Genetics is the study of heredity and the variation of inherited characteristics. Epigenetics is the study of how the environment around us and the choices we make can change the expression of inherited genes and whether these changes in gene regulation can then passed to a child. Richard C. Francis, the author of Epigenetics: How Environment Shapes Our Genes notes, “Social interactions are a particularly important source of gene regulation.” Think of the possibilities!
An Example of Epigenetic Theory from Bipolar Disorder
Bipolar is considered a genetic illness. Two children, raised in the same environment have a grandfather with bipolar. One child has naturally expressed bipolar mania at age 17 with no substance use. The other child who lives with depression, but no mania takes an SSRI antidepressant at age 28. She has her fist mania three weeks later and now has a bipolar diagnosis. Her substance-induced mania is considered an epigenetic change causing a latent gene to switch on.

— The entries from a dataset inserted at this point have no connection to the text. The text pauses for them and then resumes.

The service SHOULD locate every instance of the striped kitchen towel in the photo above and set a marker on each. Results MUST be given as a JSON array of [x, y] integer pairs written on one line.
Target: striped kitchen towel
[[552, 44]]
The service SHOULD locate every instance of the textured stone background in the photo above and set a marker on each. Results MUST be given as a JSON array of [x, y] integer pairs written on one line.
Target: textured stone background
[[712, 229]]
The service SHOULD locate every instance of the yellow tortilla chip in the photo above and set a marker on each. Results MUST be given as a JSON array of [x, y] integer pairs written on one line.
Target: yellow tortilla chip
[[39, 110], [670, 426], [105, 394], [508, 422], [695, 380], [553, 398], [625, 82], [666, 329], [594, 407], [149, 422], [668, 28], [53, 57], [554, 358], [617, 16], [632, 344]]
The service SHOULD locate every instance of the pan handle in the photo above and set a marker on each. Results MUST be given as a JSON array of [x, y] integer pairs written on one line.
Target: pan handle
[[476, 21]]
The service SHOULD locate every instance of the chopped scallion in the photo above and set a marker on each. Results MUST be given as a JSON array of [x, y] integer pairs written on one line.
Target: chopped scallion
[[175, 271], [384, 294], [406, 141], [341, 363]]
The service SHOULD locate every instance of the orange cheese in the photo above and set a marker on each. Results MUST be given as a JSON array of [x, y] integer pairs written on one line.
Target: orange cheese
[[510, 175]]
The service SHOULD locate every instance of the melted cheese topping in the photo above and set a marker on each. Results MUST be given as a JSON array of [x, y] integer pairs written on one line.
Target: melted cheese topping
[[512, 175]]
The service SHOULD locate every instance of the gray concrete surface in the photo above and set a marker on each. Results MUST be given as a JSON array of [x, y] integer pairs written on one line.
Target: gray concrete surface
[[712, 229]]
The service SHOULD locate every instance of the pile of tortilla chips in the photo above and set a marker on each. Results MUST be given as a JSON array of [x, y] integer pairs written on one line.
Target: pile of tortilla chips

Epigenetic theory asks, “Can the switched-on quality of this gene then be passed to a child?”
What is the Epigenome?
Epigenetic changes do not affect our DNA (genome), but instead influence the expression of genes through changes in the epigenome, a set of chemical compounds that tells our genes what to do including switching genes on or off and controlling the production of proteins in particular cells. R. Francis calls this epigenome the director of a play while our genes are the actors. The epigenome represents the nurture side of the nature vs. nurture debate. If we learn to control our epigenome, can we direct the expression of genes for better health?